Research article
Rituximab therapy reduces activated B cells in both the peripheral blood and bone marrow of patients with rheumatoid arthritis: depletion of memory B cells correlates with clinical response
- † Equal contributors
1 Department of Rheumatology, Clinical Immunology and Allergy, University of Crete, Medical School, Voutes 71500, Heraklion, Greece
2 Laboratory of Flow Cytometry, University of Crete, Medical School, Voutes 71500, Heraklion, Greece
3 Department of Hematology, University of Crete, Medical School, Voutes 71500, Heraklion, Greece
Arthritis Research & Therapy 2009, 11:R131 doi:10.1186/ar2798
See related editorial by Boumans and Tak, http://arthritis-research.com/content/11/6/134
Published: 28 August 2009Abstract
Introduction
Bone marrow (BM) is an immunologically privileged site where activated autoantibody-producing B cells may survive for prolonged periods.
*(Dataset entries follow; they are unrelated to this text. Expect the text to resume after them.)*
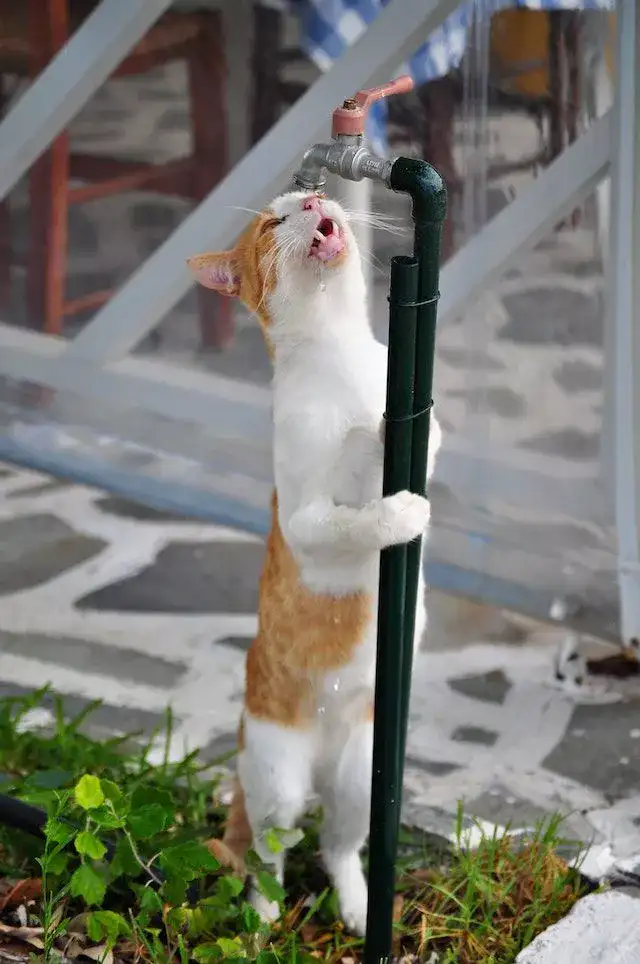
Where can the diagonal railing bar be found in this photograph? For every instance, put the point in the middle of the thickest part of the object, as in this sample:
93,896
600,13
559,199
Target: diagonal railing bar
140,304
67,83
571,178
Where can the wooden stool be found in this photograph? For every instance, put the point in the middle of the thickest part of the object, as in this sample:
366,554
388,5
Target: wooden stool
31,33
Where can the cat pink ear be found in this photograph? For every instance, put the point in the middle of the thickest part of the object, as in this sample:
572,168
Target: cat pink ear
216,270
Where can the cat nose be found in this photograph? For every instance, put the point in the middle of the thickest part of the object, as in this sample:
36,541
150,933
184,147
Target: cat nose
311,204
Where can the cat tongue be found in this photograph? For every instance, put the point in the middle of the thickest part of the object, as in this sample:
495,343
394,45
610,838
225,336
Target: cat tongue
328,247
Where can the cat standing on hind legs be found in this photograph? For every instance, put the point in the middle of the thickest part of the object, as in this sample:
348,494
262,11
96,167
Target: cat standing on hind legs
307,723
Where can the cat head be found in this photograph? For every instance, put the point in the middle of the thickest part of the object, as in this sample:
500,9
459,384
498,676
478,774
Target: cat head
293,248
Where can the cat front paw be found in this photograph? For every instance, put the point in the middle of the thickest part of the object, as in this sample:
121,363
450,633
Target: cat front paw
403,517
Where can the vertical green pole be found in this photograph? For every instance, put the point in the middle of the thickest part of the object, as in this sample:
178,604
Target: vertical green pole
429,196
409,386
386,786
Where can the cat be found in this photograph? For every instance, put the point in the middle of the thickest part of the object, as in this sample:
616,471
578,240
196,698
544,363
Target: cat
307,721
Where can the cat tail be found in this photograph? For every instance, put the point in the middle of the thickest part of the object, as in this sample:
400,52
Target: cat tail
236,841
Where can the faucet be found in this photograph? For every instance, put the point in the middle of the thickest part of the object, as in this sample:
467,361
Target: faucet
346,155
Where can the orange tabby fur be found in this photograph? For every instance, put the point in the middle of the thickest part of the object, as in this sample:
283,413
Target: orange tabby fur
296,628
307,720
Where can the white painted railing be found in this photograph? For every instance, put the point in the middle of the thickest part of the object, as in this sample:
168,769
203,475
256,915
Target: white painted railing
96,363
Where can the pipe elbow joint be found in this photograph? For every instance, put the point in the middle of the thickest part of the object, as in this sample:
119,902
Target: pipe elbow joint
425,186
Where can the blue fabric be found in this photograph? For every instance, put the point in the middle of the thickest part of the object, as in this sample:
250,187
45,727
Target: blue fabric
329,27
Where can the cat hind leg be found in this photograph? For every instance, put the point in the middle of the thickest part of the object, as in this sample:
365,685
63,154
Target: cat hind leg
275,769
345,789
We investigated the effect of rituximab (anti-CD20 mAb) in peripheral blood (PB) and BM B-cell and T-cell populations in active rheumatoid arthritis (RA) patients.
Methods
Active RA patients received rituximab (1,000 mg) on days 1 and 15. PB (n = 11) and BM (n = 8) aspirates were collected at baseline and at 3 months. We assessed B-cell and T-cell populations using triple-color flow cytometry.
Results
Rituximab therapy decreased PB (from a mean 2% to 0.9%, P = 0.022) but not BM (from 4.6% to 3.8%, P = 0.273) CD19+ B cells, associated with a significant reduction in the activated CD19+HLA-DR+ subset both in PB (from 55% to 19%, P = 0.007) and in BM (from 68% to 19%, P = 0.007). Response to rituximab was preceded by a significant decrease in PB and BM CD19+CD27+ memory B cells (P = 0.022). These effects were specific to rituximab since anti-TNF therapy did not reduce total or activated B cells. Rituximab therapy did not alter the number of activated CD4+HLA-DR+ and CD4+CD25+ T cells.
Conclusions
Rituximab therapy preferentially depletes activated CD19+HLA-DR+ B cells in the PB and BM of active RA patients. Clinical response to rituximab is associated with depletion of CD19+CD27+ memory B cells in PB and BM of RA patients.